La collection conserve ainsi, manuels et dictionnaires nécessaires à l’acquisition du chinois. Certains de ces outils linguistiques sont anciens et montrent l’intérêt très tôt porté par les jésuites à cette langue : ainsi ce Linguæ sinarum mandarinicæ grammatica duplex (Paris, 1742) dû à Étienne Fourmont, l’un des pionniers de l’étude de la grammaire chinoise en Occident.

Autre témoignage spectaculaire, le Dictionnaire chinois, français et latin publié d’après l’ordre de sa majesté l’Empereur et Roi Napoléon le Grand (Paris, 1813) de Joseph de Guignes qui recense 14 000 caractères chinois, spécialement gravés à cet effet, donnant pour chacun d’eux les définitions française et latine.

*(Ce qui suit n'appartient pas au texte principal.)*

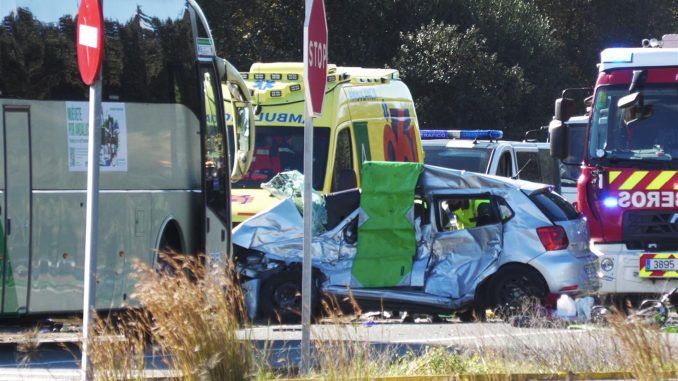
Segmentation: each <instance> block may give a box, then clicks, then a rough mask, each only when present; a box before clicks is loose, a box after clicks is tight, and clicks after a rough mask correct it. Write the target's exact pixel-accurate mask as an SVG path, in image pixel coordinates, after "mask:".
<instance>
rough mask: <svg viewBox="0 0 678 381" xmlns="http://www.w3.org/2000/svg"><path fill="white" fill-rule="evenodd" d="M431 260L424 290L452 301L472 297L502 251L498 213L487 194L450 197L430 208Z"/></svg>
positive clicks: (487, 194) (490, 270)
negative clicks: (446, 298) (463, 298)
mask: <svg viewBox="0 0 678 381" xmlns="http://www.w3.org/2000/svg"><path fill="white" fill-rule="evenodd" d="M431 213H432V216H431V217H432V224H433V226H434V230H435V232H433V233H432V235H431V245H430V248H431V260H430V264H429V275H428V277H427V279H426V284H425V287H424V291H425V292H426V293H429V294H433V295H438V296H446V297H450V298H452V299H460V298H464V297H472V296H473V293H474V291H475V289H476V287H477V285H478V283H479V282H480V281H481V280H482V279H483V278H484V276H485V275H484V274H489V273H491V272H493V271H494V270H496V264H497V261H498V257H499V255H500V254H501V251H502V244H503V237H502V229H503V225H502V222H501V221H502V211H501V209H500V205H499V204H498V199H497V198H496V197H494V196H492V195H490V194H480V195H464V194H450V195H446V196H439V197H436V198H435V199H434V201H433V202H432V206H431Z"/></svg>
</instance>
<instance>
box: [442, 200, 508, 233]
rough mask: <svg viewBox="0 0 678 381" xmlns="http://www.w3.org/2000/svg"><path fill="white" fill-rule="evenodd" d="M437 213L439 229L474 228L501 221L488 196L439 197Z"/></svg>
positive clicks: (495, 222)
mask: <svg viewBox="0 0 678 381" xmlns="http://www.w3.org/2000/svg"><path fill="white" fill-rule="evenodd" d="M437 214H438V216H437V217H438V228H439V229H438V230H439V231H456V230H462V229H472V228H475V227H480V226H485V225H491V224H496V223H499V222H501V219H500V216H499V215H498V213H497V208H496V206H495V204H494V202H493V201H492V199H491V198H490V197H488V196H479V197H445V198H442V199H439V200H438V203H437Z"/></svg>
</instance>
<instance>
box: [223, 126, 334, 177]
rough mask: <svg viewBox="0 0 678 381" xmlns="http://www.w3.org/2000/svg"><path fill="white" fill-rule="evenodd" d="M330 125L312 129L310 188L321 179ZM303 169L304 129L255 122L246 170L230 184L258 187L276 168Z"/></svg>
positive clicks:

La maîtrise de la langue chinoise et de son écriture était bien sûr nécessaire au travail de traduction des textes religieux : Bible, Nouveau Testament, livres de messe, vie des saints, etc.

Ainsi, le Jiu zhu xing shi tu jie [Vie du Sauveur expliquée en images], publié en 1935, expose la vie du Christ au moyen de quarante planches d’illustrations accompagnées de commentaires écrits dans un chinois simple, accessibles au plus grand nombre. Fait notable, les traits des personnages représentés, y compris ceux du Christ, sont sinisés.

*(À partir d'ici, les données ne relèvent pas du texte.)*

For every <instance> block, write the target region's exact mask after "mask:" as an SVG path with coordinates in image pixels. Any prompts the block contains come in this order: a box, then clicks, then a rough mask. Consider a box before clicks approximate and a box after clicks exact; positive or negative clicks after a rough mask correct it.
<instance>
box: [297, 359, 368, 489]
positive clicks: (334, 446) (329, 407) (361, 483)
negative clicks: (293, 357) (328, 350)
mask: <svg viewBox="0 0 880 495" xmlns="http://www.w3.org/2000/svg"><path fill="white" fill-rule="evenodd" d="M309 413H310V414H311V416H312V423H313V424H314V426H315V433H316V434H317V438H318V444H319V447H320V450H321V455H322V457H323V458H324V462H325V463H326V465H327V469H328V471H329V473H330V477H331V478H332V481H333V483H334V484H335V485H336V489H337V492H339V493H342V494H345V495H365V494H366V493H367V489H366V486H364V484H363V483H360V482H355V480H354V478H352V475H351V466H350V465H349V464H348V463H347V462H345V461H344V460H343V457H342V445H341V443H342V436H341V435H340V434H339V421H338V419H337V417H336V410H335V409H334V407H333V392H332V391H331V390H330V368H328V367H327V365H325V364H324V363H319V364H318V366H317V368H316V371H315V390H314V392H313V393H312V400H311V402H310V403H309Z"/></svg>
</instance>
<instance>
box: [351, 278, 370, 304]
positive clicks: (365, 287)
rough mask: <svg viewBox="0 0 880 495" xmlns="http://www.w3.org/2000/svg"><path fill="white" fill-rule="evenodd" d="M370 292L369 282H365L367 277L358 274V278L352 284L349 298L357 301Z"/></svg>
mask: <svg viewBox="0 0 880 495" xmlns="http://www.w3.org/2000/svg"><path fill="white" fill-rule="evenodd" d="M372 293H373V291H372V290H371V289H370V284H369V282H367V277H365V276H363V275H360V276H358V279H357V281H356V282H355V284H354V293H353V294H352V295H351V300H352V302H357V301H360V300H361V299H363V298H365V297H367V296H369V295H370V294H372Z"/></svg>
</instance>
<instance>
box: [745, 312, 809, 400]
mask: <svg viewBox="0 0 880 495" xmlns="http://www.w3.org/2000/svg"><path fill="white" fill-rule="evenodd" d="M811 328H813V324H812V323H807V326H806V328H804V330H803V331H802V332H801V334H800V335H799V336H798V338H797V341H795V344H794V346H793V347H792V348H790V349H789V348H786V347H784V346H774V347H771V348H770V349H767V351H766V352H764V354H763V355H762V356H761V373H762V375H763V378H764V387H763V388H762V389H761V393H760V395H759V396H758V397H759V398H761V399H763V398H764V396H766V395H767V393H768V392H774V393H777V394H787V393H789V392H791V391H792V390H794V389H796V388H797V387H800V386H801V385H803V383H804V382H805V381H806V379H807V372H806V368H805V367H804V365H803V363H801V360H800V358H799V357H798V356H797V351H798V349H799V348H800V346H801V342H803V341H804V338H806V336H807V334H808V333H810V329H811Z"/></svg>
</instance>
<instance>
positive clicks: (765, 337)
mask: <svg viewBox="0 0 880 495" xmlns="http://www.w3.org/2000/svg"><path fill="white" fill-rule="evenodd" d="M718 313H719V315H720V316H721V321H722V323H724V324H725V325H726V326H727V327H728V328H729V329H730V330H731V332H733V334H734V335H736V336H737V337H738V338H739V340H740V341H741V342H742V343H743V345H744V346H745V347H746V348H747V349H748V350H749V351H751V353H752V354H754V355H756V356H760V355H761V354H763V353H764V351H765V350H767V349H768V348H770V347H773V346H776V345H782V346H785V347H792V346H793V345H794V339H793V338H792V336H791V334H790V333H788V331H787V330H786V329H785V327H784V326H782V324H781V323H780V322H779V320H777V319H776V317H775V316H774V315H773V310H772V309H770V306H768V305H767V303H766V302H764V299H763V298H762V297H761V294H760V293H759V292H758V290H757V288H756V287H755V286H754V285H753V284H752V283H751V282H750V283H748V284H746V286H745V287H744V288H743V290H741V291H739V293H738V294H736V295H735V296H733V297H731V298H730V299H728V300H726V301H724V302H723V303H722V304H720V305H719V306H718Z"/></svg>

Cela renvoie à la querelle des rites qui, trois siècles plus tôt, opposa les missionnaires jésuites en Chine aux tenants d’une orthodoxie se refusant à transiger avec le dogme et les pratiques religieuses. Plus rare encore est ce Zhu sheng zong tu xing shi sheng xiang [Vie illustrée des apôtres et des saints] publiée en 1869. L’exemplaire conservé a subi découpages et dégradations. Il s’agit d’une édition xylographique d’après des planches possédées par le Vatican.

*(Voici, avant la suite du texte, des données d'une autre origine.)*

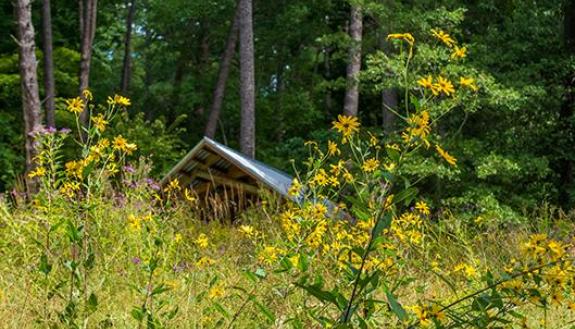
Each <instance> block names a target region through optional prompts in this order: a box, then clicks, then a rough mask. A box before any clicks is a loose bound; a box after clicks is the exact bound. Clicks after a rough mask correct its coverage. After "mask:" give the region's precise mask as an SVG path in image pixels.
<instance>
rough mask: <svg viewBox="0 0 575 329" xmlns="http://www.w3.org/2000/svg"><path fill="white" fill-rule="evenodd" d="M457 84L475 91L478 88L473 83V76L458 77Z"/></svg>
mask: <svg viewBox="0 0 575 329" xmlns="http://www.w3.org/2000/svg"><path fill="white" fill-rule="evenodd" d="M459 85H460V86H462V87H465V88H469V89H471V90H473V91H477V90H478V89H479V88H478V87H477V85H476V84H475V80H474V79H473V78H464V77H461V78H459Z"/></svg>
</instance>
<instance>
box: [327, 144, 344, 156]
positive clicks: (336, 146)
mask: <svg viewBox="0 0 575 329" xmlns="http://www.w3.org/2000/svg"><path fill="white" fill-rule="evenodd" d="M327 154H329V155H330V156H333V155H340V154H341V151H340V150H339V148H338V147H337V144H336V143H334V142H332V141H327Z"/></svg>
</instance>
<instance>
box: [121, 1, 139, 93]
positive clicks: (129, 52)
mask: <svg viewBox="0 0 575 329" xmlns="http://www.w3.org/2000/svg"><path fill="white" fill-rule="evenodd" d="M126 5H129V6H130V7H129V9H128V16H127V18H126V37H125V38H124V64H123V67H122V81H121V84H120V91H121V93H122V95H127V94H128V88H130V78H131V76H132V55H131V44H132V24H133V23H134V16H135V15H136V0H131V1H126Z"/></svg>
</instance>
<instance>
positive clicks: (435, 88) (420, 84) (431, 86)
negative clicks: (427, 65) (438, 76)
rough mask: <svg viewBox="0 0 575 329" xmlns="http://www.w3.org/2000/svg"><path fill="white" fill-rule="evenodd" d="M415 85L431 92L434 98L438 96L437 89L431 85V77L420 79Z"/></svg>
mask: <svg viewBox="0 0 575 329" xmlns="http://www.w3.org/2000/svg"><path fill="white" fill-rule="evenodd" d="M417 84H418V85H420V86H421V87H423V88H425V89H429V90H431V92H432V93H433V94H434V95H435V96H437V95H439V89H438V87H437V86H436V84H434V83H433V77H432V76H431V75H428V76H427V77H422V78H420V79H419V80H417Z"/></svg>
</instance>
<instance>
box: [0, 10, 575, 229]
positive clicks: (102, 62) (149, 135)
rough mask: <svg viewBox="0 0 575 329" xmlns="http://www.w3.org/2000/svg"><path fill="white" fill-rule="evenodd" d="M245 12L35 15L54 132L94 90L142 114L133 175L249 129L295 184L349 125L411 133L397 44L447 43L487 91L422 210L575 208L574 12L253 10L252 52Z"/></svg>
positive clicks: (1, 146)
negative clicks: (50, 71) (74, 105)
mask: <svg viewBox="0 0 575 329" xmlns="http://www.w3.org/2000/svg"><path fill="white" fill-rule="evenodd" d="M250 2H251V1H250ZM46 3H48V6H50V7H49V8H51V14H50V13H49V15H50V16H49V17H50V20H48V21H47V20H46V17H48V16H46ZM237 8H238V7H237V3H236V1H233V0H213V1H182V0H162V1H156V0H131V1H130V0H126V1H115V0H114V1H100V2H97V1H95V0H80V1H72V0H52V1H51V4H50V1H46V0H44V1H33V2H32V12H31V13H32V22H33V25H34V27H35V30H36V34H35V43H36V50H35V54H36V57H37V59H38V70H37V74H38V81H39V88H40V91H39V94H40V100H41V106H42V114H43V115H42V116H43V117H44V119H43V120H44V121H43V124H45V125H52V124H54V125H55V126H56V128H58V129H61V128H73V127H75V123H74V116H73V115H72V114H71V113H69V112H67V111H65V108H66V104H65V100H66V99H69V98H73V97H76V96H78V95H79V94H80V91H81V90H83V89H85V88H86V87H88V88H89V89H90V90H91V91H92V93H93V94H94V97H95V98H96V99H100V100H103V99H105V98H106V96H108V95H110V93H112V94H113V93H114V92H116V93H118V94H120V95H122V96H126V97H129V98H130V100H131V103H132V105H131V106H130V109H129V111H128V112H127V114H126V115H124V116H123V117H122V118H121V120H119V121H118V123H115V124H114V126H113V127H110V130H109V131H108V133H110V134H114V133H116V134H118V133H121V134H122V135H123V136H125V137H126V138H127V139H128V140H130V141H133V142H135V143H136V144H137V145H138V147H139V148H138V150H137V152H136V155H135V157H134V159H137V156H138V155H142V156H150V157H151V160H152V161H153V163H154V170H153V174H154V175H156V176H157V177H161V175H162V174H163V173H165V172H166V171H167V170H168V169H169V168H170V167H171V166H173V165H174V164H175V163H176V162H177V161H178V160H179V159H180V158H181V156H182V155H183V154H185V152H187V151H188V150H189V149H190V148H191V147H193V145H195V143H196V142H198V141H199V140H200V138H201V137H202V136H203V135H208V136H212V137H214V138H215V139H216V140H218V141H220V142H223V143H225V144H227V145H229V146H231V147H233V148H238V149H242V150H244V151H245V150H246V146H245V145H243V144H245V140H243V142H241V141H242V139H241V138H240V135H242V134H243V133H242V131H241V130H242V127H243V126H244V124H245V122H244V123H242V118H243V120H248V121H249V120H252V121H253V122H252V123H253V125H255V136H252V137H251V139H250V140H249V141H248V142H250V143H253V145H256V148H255V155H256V158H258V159H260V160H262V161H264V162H266V163H268V164H270V165H272V166H275V167H277V168H280V169H282V170H285V171H287V172H290V173H293V170H294V165H292V163H294V164H296V165H295V167H296V168H297V166H298V164H299V163H301V162H302V160H304V159H305V157H306V154H307V147H306V146H304V141H306V140H316V141H319V142H322V141H323V142H324V143H326V142H327V140H328V139H329V138H330V136H331V134H333V133H332V132H330V131H329V128H330V127H331V122H332V121H333V120H335V119H336V118H337V116H338V114H342V113H344V112H345V113H346V114H351V115H357V116H358V117H359V118H360V121H361V122H362V125H363V126H364V127H367V128H369V130H370V131H371V132H373V133H374V134H378V135H380V136H383V137H384V138H385V136H387V135H388V134H390V133H391V132H393V131H397V130H400V129H401V128H402V125H404V123H402V122H400V121H399V120H394V116H393V115H392V114H391V113H390V111H389V110H388V108H389V107H396V106H398V105H399V106H401V104H402V102H403V98H402V95H399V94H398V93H397V90H398V88H400V87H401V86H400V85H398V83H399V82H398V81H395V80H392V79H387V78H386V77H387V76H390V74H389V72H392V71H393V67H390V64H389V63H390V61H388V60H387V58H388V57H389V56H391V55H392V54H393V53H396V52H398V51H399V48H398V47H396V46H394V44H393V43H390V42H388V41H387V40H386V36H387V35H388V34H390V33H395V32H409V33H411V34H412V35H413V36H414V37H415V39H416V40H418V39H419V38H420V37H421V38H423V37H424V36H427V35H429V33H430V30H431V29H433V28H441V29H443V30H445V31H449V33H450V34H451V35H453V36H455V37H457V39H458V40H459V41H460V43H461V46H462V47H463V46H464V47H465V48H466V52H465V56H464V58H462V60H463V61H464V62H465V64H466V65H468V66H469V67H473V68H474V72H475V73H476V76H477V77H478V87H479V90H478V92H477V97H475V98H474V100H473V101H472V102H471V103H468V104H465V105H464V106H462V109H461V111H455V112H454V114H453V115H450V117H449V118H448V119H446V120H443V121H442V122H441V123H440V126H439V129H438V131H440V134H441V139H442V143H443V144H444V145H446V147H447V148H448V149H449V150H450V153H451V154H453V155H454V156H455V157H456V158H457V159H458V165H457V167H456V168H450V167H449V166H448V165H447V164H445V163H441V162H439V161H434V160H432V159H425V160H423V158H422V160H421V161H413V163H412V164H411V165H410V166H408V169H407V170H408V171H410V172H411V173H413V174H414V175H419V176H425V177H426V178H425V179H424V181H422V185H421V187H422V188H421V190H422V192H423V195H424V196H425V197H426V199H428V200H430V201H432V204H433V205H434V206H436V207H437V206H440V207H443V206H445V207H446V208H447V207H449V208H450V209H452V211H457V212H461V214H462V216H464V217H466V216H467V217H469V218H471V217H473V218H475V217H476V216H477V215H478V214H481V216H483V217H488V218H490V217H492V218H493V219H497V220H504V221H506V220H510V221H513V220H518V219H520V218H521V217H522V216H523V215H524V214H525V212H526V211H529V210H530V209H535V208H537V207H539V206H541V205H542V204H552V205H558V206H561V207H562V208H564V209H571V208H572V206H573V201H574V198H575V186H574V184H573V183H574V182H573V161H575V152H573V133H574V124H575V117H574V115H573V109H574V105H575V104H574V103H575V95H574V91H573V84H574V73H575V66H574V64H575V62H574V55H575V28H574V27H573V24H575V1H556V0H536V1H516V0H486V1H462V0H443V1H421V0H412V1H385V0H379V1H373V0H363V1H359V0H358V1H356V0H353V1H352V0H350V1H343V0H313V1H309V0H292V1H285V0H269V1H265V2H264V1H253V16H252V17H251V18H252V19H253V20H252V21H251V22H250V24H253V49H251V50H250V49H249V47H248V48H247V49H246V47H244V46H242V42H241V40H239V39H241V36H240V35H238V30H239V28H238V24H239V23H240V22H239V21H238V20H237V19H235V17H238V16H240V17H241V15H238V13H237V12H236V11H237V10H238V9H237ZM15 13H16V10H15V6H14V4H13V3H12V1H2V4H1V5H0V31H2V32H1V33H2V37H1V38H0V109H1V110H0V125H1V127H2V129H0V190H2V191H9V190H11V189H13V188H15V187H18V184H19V182H21V181H22V177H25V176H24V173H25V169H24V168H26V165H25V163H26V160H25V152H24V144H25V139H26V134H25V133H24V119H23V117H24V116H23V114H22V95H21V86H20V68H19V56H18V42H17V40H18V38H17V34H18V33H17V24H16V14H15ZM87 21H88V22H91V23H92V25H91V24H89V23H86V22H87ZM94 27H95V28H94ZM48 28H50V31H51V34H52V36H51V40H52V46H53V50H52V51H50V53H51V58H52V60H53V77H54V81H55V83H54V84H53V86H54V88H51V89H50V87H48V88H47V87H46V86H48V85H47V83H49V82H47V81H48V80H47V79H48V75H47V73H46V72H47V71H46V63H47V58H49V57H46V56H45V55H46V53H47V51H45V50H46V46H47V42H46V40H47V36H46V32H47V30H48ZM90 28H92V30H91V31H90ZM48 40H49V39H48ZM88 49H89V50H90V52H91V53H90V56H91V58H90V60H88V63H87V64H86V51H87V50H88ZM236 49H237V50H238V51H236ZM246 51H247V52H252V55H253V58H254V63H253V71H254V72H255V76H254V82H253V91H254V94H255V103H254V104H253V106H252V108H253V109H255V114H252V115H253V116H252V117H251V119H250V118H246V115H245V113H244V111H243V110H242V108H244V107H245V106H244V105H245V104H244V102H245V99H244V98H242V96H241V95H242V93H244V92H245V91H242V86H241V83H240V81H246V80H245V79H244V78H243V77H242V74H241V70H240V66H241V65H240V64H241V62H242V60H243V59H242V53H244V54H245V52H246ZM416 51H418V50H417V48H416ZM422 55H423V56H425V54H422ZM467 55H468V56H467ZM86 65H88V73H87V77H86V76H85V74H86ZM81 67H82V69H81ZM226 67H227V69H229V74H228V75H227V77H226V74H225V72H222V71H224V70H223V68H226ZM82 74H84V77H82ZM48 89H50V90H53V97H52V96H51V95H52V92H50V90H48ZM248 90H249V88H248ZM354 90H357V93H356V94H355V95H356V97H355V99H354V98H353V95H354ZM350 96H351V99H350V98H349V97H350ZM51 99H53V100H54V103H55V108H56V110H55V111H53V110H50V109H49V107H50V102H51V101H50V100H51ZM218 101H221V107H220V105H218ZM219 107H220V108H221V109H218V108H219ZM218 111H219V112H220V113H218ZM51 113H54V119H53V120H54V121H53V122H52V123H51V122H49V120H52V119H51ZM244 136H245V135H244ZM247 148H248V153H249V152H253V150H252V151H250V150H249V146H248V147H247ZM68 152H69V153H74V152H76V150H75V149H74V146H73V145H70V146H69V147H68ZM290 159H293V160H295V161H293V162H290V161H288V160H290Z"/></svg>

Autre document exceptionnel, le Xin jing quan shu [Nouveau Testament] imprimé à Tianjin (Tientsin) le 1er janvier 1949, en pleine guerre civile, à quelques mois de la prise du pouvoir par les communistes aux dépends des nationalistes. Plus inattendu encore, ce Tian zhu jiao [Le Catholicisme] dû au père chinois Liu Yunxuan, édité à Shanghai en août 1950 ! En dépit d’une situation politique et militaire instable et dangereuse (guerre sino-japonaise ou guerre civile), les missionnaires ont continué leur œuvre.

À l’instar de leurs prédécesseurs, les jésuites de la seconde mission ont joué un rôle important dans le domaine scientifique : construction de l’observatoire de Zi-ka-wei à Shanghai en 1873, études astronomiques, météorologiques, géologiques, etc. Ce travail scientifique était complété par une œuvre d’éducation, avec la création en 1903, à Shanghai également, de l’université jésuite l’Aurore. Des publications témoignent de ces activités scientifiques, notamment cette étude sur Le typhon du 31 juillet 1879 (Shanghai, 1879) par le père Marc Dechevrens surnommé le « père des typhons » en raison de l’exactitude de ses prévisions.

Cet ensemble, certes incomplet, permet de mesurer l’ampleur des tâches menées par les jésuites.